I find the Brewer's approach to not exactly be this; and yet, be brilliant at the same time.
They tend to take a player a bit lower in the consensus rating and sign him for less than the slot. Then find a tough sign later on that they can "steal" at a lower draft pick level. Almost like trading down in the NFL.
We (the fans) tend to think that the player drafted at #19 must clearly be better than the player drafted at #20; and #20 is clearly better than #21, etc... But that is never fully the case.
So if you have buckets of players (players with similar talent) and try to get multiple players from that bucket, you get two options to get good players instead of one good option and one weaker option (from a lower tier bucket).

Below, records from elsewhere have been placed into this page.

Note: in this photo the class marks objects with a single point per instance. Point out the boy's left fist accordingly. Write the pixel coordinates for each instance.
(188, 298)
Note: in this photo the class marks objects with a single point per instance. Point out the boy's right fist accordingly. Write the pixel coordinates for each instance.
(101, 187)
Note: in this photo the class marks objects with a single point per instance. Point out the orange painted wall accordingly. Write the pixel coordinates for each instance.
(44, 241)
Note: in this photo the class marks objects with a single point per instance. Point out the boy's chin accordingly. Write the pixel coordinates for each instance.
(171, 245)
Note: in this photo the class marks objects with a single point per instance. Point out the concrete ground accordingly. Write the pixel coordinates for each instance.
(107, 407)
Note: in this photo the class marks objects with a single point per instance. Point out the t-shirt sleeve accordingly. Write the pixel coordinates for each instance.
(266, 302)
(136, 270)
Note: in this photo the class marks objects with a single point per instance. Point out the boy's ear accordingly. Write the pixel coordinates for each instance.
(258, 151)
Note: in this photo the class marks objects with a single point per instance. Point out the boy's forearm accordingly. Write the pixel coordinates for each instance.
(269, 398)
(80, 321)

Intuitively, it would seem like your 1st round pick (taking someone lower on the consensus board) would result in more busts. But the Brewers seem to manage great 1st round picks despite doing this (remember how bad the Brewers used to draft when in the top 10 yearly??). It's like they are playing 3D chess!
First round picks signed as underslot:
Andrew Fischer (signed 5 picks at round 11+)

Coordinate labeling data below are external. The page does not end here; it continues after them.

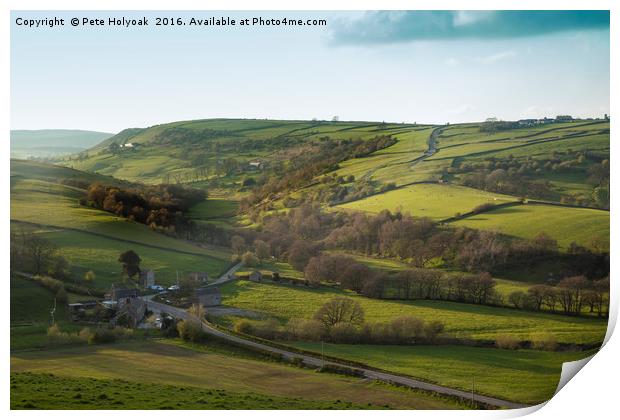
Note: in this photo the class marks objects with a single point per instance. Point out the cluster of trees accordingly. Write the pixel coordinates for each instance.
(301, 236)
(339, 189)
(303, 232)
(156, 206)
(341, 320)
(517, 176)
(87, 335)
(571, 296)
(35, 255)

Braylon Payne (signed 5 picks at round 12+ including Tyson Hardin)
Brock Wilken (allowing us to sign Cooper Pratt)
Eric Brown (allowing us to sign Jacob Misiorowski)

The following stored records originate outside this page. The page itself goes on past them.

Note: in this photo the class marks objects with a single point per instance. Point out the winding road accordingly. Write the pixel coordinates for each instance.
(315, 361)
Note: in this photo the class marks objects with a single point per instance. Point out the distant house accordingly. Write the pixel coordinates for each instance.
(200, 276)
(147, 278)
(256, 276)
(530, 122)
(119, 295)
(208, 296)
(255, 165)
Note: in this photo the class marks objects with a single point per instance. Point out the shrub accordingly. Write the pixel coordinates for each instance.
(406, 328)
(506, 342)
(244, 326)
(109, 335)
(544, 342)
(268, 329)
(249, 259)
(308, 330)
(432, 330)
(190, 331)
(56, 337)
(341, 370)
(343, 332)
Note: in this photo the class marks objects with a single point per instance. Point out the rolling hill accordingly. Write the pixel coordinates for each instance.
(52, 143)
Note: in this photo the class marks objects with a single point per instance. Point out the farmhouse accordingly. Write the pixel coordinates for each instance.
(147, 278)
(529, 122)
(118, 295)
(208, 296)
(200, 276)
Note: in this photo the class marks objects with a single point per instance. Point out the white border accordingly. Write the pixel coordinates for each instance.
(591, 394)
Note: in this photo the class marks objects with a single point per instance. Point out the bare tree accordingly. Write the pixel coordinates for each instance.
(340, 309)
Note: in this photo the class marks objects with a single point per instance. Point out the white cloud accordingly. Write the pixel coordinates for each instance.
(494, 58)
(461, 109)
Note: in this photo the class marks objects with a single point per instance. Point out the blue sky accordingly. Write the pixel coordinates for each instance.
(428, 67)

Sal Frelick (actually overslot signing).
Eric looks like a bust. Brock will get a cup of coffee at the MLB level at least due to his power, but I'd say low probability to stick. Sal made it. Payne and Andrew are tearing it up and look every bit like good MLB players.
Plus you snag pseudo first round picks in Pratt and Miz. Hardin looks like another great find.
Yet, it seemed like there is always plenty of complaints (at least Braylon, Brock, and Eric) about the first round pick despite a pretty high hit rate.